Open mdietze opened 8 years ago
@mdietze adding this functionality to the downscale script that's nearly ready for a pull request. Here is the name generated for each ensemble, "MACA.dwnsc.ens1.2006.nc". How does that look? The file that was downscaled is titled "MACA.IPSL-CM5A-LR.rcp85.r1i1p1.2006.nc", should I add the MACA specific information to the downscale ensemble member as well?
A bit long, but yes, you should probably add the specification of what GCM, RCP, etc. was run to the prefix.

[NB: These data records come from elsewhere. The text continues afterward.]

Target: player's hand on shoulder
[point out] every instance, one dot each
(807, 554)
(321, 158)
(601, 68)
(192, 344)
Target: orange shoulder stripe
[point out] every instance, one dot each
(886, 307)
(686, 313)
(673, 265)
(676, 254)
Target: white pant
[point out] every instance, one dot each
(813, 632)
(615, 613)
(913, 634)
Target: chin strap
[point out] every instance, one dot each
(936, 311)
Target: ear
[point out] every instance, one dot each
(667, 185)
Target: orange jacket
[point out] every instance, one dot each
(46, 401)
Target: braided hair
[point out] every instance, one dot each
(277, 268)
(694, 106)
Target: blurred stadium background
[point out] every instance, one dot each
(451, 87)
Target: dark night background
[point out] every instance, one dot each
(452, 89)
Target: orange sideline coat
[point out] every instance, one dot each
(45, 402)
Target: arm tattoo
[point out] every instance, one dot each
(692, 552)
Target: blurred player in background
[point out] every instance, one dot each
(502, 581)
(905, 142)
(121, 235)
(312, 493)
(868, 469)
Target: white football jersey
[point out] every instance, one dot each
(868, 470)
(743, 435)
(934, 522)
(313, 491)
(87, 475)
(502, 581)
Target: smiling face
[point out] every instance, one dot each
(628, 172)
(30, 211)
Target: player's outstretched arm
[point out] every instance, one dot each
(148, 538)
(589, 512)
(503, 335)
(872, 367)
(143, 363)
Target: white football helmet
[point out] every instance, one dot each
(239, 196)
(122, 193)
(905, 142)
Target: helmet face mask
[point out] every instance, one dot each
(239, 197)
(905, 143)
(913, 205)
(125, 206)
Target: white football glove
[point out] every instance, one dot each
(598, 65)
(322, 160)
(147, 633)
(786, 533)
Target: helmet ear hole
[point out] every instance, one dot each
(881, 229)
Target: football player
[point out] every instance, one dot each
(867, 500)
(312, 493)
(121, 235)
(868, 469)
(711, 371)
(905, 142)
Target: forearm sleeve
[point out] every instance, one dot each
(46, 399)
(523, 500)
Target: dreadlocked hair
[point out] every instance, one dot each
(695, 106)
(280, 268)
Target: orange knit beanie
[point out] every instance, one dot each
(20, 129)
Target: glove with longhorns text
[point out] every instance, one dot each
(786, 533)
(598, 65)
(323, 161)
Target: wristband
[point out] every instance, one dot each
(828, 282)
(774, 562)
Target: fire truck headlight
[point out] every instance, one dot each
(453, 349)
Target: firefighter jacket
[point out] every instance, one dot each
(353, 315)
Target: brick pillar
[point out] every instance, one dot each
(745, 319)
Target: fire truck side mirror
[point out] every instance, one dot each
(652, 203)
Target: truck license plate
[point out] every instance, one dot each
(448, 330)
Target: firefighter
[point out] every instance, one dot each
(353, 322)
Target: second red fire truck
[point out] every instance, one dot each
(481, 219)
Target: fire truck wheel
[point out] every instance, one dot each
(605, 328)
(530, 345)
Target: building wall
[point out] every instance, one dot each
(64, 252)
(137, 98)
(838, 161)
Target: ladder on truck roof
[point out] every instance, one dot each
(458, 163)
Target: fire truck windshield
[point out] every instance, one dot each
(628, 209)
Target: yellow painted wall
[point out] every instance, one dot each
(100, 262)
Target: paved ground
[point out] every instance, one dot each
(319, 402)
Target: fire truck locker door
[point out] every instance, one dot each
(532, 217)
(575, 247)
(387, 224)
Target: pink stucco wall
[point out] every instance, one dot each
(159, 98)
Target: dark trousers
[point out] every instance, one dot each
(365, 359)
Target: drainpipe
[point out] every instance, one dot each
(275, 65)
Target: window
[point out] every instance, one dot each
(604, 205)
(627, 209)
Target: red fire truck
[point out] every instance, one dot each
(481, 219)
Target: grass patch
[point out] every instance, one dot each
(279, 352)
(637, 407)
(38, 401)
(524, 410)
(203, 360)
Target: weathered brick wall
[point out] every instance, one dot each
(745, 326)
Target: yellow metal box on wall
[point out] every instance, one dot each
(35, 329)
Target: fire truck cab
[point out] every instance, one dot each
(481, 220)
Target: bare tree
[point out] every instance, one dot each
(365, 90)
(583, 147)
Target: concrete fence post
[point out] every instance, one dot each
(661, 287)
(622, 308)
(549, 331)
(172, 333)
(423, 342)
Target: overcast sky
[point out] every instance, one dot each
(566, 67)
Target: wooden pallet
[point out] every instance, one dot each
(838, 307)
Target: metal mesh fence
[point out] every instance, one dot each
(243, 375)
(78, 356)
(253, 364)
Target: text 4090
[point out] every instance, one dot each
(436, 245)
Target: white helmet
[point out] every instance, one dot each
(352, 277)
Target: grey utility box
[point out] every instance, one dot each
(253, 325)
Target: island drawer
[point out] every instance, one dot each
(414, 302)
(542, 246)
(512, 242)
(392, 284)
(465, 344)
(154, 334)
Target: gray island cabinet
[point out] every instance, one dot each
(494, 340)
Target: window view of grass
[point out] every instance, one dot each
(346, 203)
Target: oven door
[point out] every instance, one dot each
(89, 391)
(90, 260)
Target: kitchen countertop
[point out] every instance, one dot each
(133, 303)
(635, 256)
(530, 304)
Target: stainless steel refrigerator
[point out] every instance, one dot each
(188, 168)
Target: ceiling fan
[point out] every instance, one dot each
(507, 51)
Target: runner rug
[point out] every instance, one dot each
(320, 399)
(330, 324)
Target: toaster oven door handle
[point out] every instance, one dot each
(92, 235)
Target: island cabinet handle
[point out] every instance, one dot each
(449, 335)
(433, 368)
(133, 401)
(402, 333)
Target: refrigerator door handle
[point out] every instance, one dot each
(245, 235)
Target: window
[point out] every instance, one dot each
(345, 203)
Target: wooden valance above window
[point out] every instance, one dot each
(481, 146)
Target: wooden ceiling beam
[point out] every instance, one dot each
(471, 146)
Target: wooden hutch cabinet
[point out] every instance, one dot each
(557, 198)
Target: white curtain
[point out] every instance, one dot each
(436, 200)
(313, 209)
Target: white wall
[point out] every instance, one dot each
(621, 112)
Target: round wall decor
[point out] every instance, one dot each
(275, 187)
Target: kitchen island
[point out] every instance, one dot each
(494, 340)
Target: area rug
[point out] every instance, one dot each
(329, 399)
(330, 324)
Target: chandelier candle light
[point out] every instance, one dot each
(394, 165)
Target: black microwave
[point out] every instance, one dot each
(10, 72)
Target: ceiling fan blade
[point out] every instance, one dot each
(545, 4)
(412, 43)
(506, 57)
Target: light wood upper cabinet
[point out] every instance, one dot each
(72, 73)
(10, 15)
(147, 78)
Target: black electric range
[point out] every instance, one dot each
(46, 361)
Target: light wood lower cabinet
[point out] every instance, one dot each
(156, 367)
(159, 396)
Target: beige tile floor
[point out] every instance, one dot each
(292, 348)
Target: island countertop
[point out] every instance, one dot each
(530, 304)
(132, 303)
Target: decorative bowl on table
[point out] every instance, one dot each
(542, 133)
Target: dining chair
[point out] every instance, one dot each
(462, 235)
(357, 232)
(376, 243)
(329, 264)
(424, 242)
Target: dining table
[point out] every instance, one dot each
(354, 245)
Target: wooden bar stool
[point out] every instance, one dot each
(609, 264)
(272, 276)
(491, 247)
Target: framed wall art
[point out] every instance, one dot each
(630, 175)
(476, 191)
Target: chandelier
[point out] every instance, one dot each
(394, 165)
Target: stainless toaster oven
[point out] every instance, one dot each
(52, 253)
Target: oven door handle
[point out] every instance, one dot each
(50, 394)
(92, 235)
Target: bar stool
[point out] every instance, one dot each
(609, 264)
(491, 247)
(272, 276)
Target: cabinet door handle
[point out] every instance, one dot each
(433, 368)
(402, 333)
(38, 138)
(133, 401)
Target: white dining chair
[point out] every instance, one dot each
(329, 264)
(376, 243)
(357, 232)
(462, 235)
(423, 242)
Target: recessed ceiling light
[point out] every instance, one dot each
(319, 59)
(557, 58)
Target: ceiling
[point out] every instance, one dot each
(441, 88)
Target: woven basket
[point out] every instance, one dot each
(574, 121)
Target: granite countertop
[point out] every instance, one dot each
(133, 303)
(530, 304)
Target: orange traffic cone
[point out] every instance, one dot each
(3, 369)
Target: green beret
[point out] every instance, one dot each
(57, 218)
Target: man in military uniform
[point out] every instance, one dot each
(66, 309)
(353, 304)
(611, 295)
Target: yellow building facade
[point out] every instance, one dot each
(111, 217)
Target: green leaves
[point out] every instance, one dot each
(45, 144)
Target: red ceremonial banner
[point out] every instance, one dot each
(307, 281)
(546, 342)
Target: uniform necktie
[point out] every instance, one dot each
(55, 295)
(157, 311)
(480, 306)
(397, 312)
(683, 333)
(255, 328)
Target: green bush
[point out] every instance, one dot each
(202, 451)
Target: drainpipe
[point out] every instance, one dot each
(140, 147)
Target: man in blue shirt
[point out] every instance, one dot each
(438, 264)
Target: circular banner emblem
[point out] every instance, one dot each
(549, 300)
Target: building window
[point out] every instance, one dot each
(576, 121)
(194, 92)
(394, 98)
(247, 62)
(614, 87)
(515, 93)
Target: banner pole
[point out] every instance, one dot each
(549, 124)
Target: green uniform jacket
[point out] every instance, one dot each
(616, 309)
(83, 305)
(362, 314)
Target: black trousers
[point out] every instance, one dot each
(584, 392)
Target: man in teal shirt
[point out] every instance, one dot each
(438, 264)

after today's meetings, just wanted to tag people who are thinking about met ensembles and met uncertainty here again for joining efforts and furthering discussions @mdietze @araiho @ankurdesai @mollyaufforth
Yesterday @bcow, @Luke-Dramko, and I had a chat where we revisited this design, and reconsidered whether there was a better option that would 'conserve' input ID's better given that the numerical weather forecasting example would mint 21 new input ID's per site per 6hr (~30k/yr) for every site that we set up real-time forecasting for (though right now we're only planning on daily, and NEON + Willow Creek as the sites). For now we didn't find one. We also flushed out some of the details more of what needs to be implemented for the numerical weather forecast met example and who that intersects with:
<ensemble>
- defaults to FALSE for the case where a met product provides a single time series; If a met product provides an ensemble, set to the ensemble size<forecast>
- defaults to FALSE, setting to TRUE changes how date conflicts are handled%Y
(4 digit year) and there's not end time, but for numerical weather forecasts we also need to write out the month, day, and time the forecast was made (and let's stick to ISO standard formats please!)NOAA_GEFS
download should return files that are something like NOAA_GEFS.[site].[ens].[start_datetime].[end_datetime].nc
<ensemble>
<settings>
object should have a list of <met>
entries within <run><inputs>
. If written out to xml it would look something like:
<run>
<inputs>
<met>
<id> 1234 </id>
</met>
<met>
<id> 1235 </id>
</met>
<met>
<id> 1236 </id>
</met>
</inputs>
</run>
This should also be a valid way to specify ensemble inputs in the pecan.xml at the start, or for any other inputs that we might ensemblize (IC/veg, soils, etc)
met.process
, I've already spoken to @istfer and @para2x about the fact that we need to refactor the SDA code and to take a close look at run.write.configs
to make sure that the code for generating model ensembles is modularized/shared between these two -- conceptually there should be no difference between ensembles started by the main workflow and those started by SDA, and indeed SDA should be able to pick up a general ensemble run and perform an Analysis and reforecast on it.This issue is stale because it has been open 365 days with no activity.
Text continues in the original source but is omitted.